Sorry Apple, this is just plain wrong. Let me say that slowly. Just. Plain. Wrong. A mistake. A bug. Something you must fix if only to teach you the lesson, whoever you are, Oh Hater of Scrollbars, that you are not God and don't get to make these decisions.
2. Just read a piece on TechCrunch about GDrive, a product in development at Google that "captured the web's imagination." Indeed. Such a service from Google a few years ago would have been fantastic. Now we have other answers from smaller companies, and there's Amazon S3 which is a close approximation. But why did they kill it. Oh this is too good. "The concept of a 'file' was outdated." Oh really. I've got millions of them. Literally. Accumulated over twenty or more years. Did they all, suddenly, get outdated? When exactly did that happen? What were they replaced with?

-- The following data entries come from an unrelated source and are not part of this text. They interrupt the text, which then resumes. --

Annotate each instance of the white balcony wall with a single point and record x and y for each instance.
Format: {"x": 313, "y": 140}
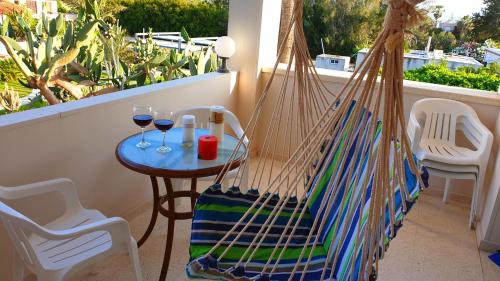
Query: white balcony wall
{"x": 486, "y": 104}
{"x": 78, "y": 139}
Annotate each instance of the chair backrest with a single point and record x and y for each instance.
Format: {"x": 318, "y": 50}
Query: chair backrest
{"x": 202, "y": 114}
{"x": 18, "y": 228}
{"x": 441, "y": 118}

The scary part is this. As with Apple and its scrollbars, companies like Google and Apple have incredible monopoly-like power. They could force us to live without these things. Just as Apple is forcing the issue of scrollbars, and who knows what else (I've only begun to explore Lion).
Wouldn't it be nice if somehow these guys got the message that they are making products for customers and while they may have a good idea every once in a while, that they must be positive, not negative? You can't take features away. And to the rest of us it brings home the idea that these guys desperately need real competition so they don't feel they have the luxury of pontificating to us about what we do and don't need.